The new, and fastest growing, sector in the screened investment space has been driven by philanthropic and charitable funds and is known as Impact Investment. Every investment you make has some environmental and social impact, for ill or good, or perhaps a bit of both. Impact investments, though, are those that specifically target certain environmental and social impacts as a central part of the investment thesis. The investment has financial goals, but also embedded in the DNA of the project, is a commitment to solving a particular problem or creating a particular opportunity - and the investment manager commits to achieving those outcomes, and reporting on them, alongside the standard financial reports that we are all used to seeing.
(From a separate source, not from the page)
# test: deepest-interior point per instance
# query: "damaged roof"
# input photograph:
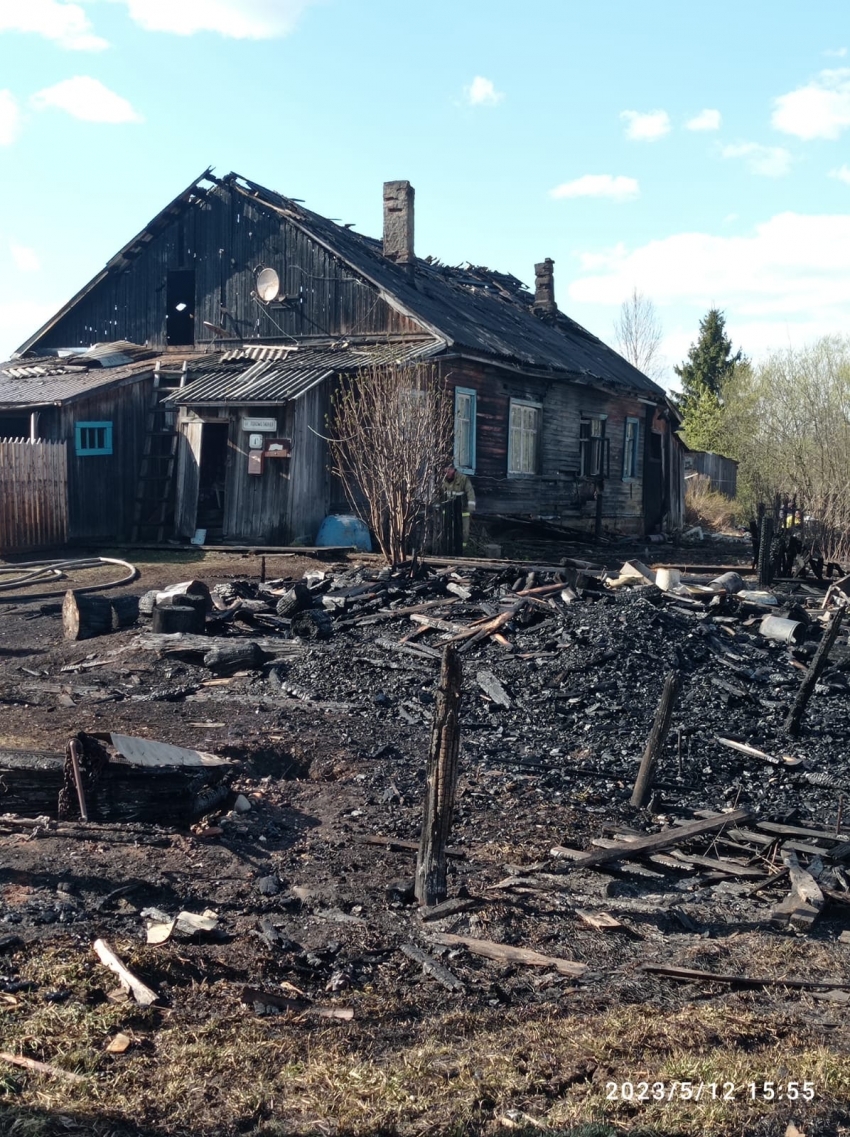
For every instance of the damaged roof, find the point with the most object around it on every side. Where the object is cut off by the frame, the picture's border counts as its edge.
(473, 308)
Impact Investment includes such things as community solar funds that put rooftop solar arrays on halls and childcare centres, funding social enterprise start-ups like the not-for-profit Goodstart Early Learning, or the for-profit Sendle (carbon-neutral freight services). There are a number of fund managers launching impact funds across the full spectrum of the investment universe, from community banking, to early stage venture capital, infrastructure investments, commercial property, bonds, shares and even social programs to address things like recidivism in prisons, and support for children in out-of-home care to age 21.

Co-housing concept (source: Co-housing Australia).

The other exciting area for many people, particularly those in Christian communities, is to look at co-housing and other ways of building a sharing economy. Pooling resources can be a great way to bring down the cost of living and free people up for more creative and flexible paid/unpaid work, and recreation options.

Sydney and Melbourne are both in the top 10 least affordable cities in the world. Mortgage is actually French for ‘the grip of death’—and many people know personally how a mortgage limits creative and flexible living options—and that has seen the proportion of people under 40 owning real estate in Australia fall to levels not seen in the post-WWII period.

We need better public housing, we need more long-term rental accommodation managed by organisations not individuals, and leases that can extend for longer than 12 months; but we also need creative solutions by people prepared to lobby councils for co-housing projects, shared tenancies, and co-locating to neighbourhoods and knocking down the backyard fences. Christian communities are well placed to nurture and encourage all of these things.

Sometimes we can feel overwhelmed in the face of personal financial decisions, not to mention the powers at work in the global economy. However, as we have seen, there are simple steps we can take to subvert the dominant narrative of consumer capitalism, and that lead us into a greater sense of freedom. When Jesus called on people to sell their possessions and give money to the poor, he didn’t leave them on the pavement with nothing. He invited them to join him, and his little band, where life was rich, resources were shared, and the poor and marginalised were specifically included. This is our invitation too.

Trevor Thomas is the managing director of EthInvest. Prior to this, he has worked in economic development in South America and on the staff and board of Tearfund Australia.